According to experts, there is no compelling scientific evidence to support 30 percent as the threshold for preventing species extinction. In fact, depending on which areas are chosen, it might take a considerably larger or smaller amount of land or sea. Therefore, “30% is neither necessary nor sufficient,” Pimm stated. “If we do things correctly, we protect the majority of biodiversity by being smart and protecting the areas that matter.”
There is a desire, he says, to save enormous swathes of land that are already sparsely populated yet have little biodiversities, such as the Arctic tundra or the Saharan desert.
However, it is critical to safeguard areas with a high diversity of species, known as biodiversity hot spots, even if they are more challenging to conserve due to the presence of people or extractive industries.

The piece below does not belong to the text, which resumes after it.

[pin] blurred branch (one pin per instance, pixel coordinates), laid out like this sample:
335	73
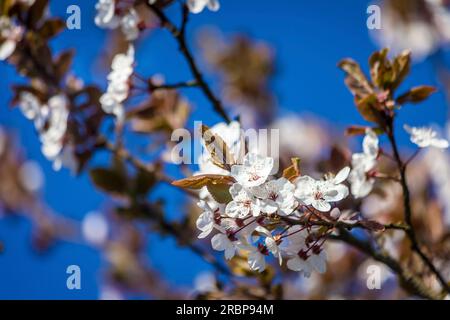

Safeguarding tiny swaths of land and sea, such as Australia’s Great Barrier Reef or the Andes mountains, can yield significantly greater rewards than protecting wide stretches of prairie.
According to a study published in the journal Science in June 2022, at least 44 percent of global land area would be required to safeguard places with high species diversity, avoid the loss of intact ecosystems, and enhance the representation of different landscapes and species. But these areas are home to about 1.8 billion people.
However, co-author Hugh Possingham, a researcher at the University of Queensland, stated, “while there is nothing magical about 30% targets, they help focus nations’ attention.”
“I consider 30% as a reasonable aim that most countries may reasonably attain by 2030,” he added, noting that certain countries, such as Bhutan, had already met this target.
A critical point that emerged in the 30-by-30 debate at COP15 is whether the target should be carried out globally or at a national level. And if it is done globally, another point of contention is how to divide the globe.
Wherever the preservation and recovery are made, these protected areas must be efficiently managed. In other words, it’s not just about how much of the land and sea is protected but what is allowed to happen in these areas.
Designing significant natural areas will be difficult, but it is critically necessary.
Speaking to the BBC at the biodiversity conference, the head of the UN Environment Programme, Inger Andersen, also underlined that the biodiversity accord “deals explicitly with nature’s contribution to the impacts of climate change.”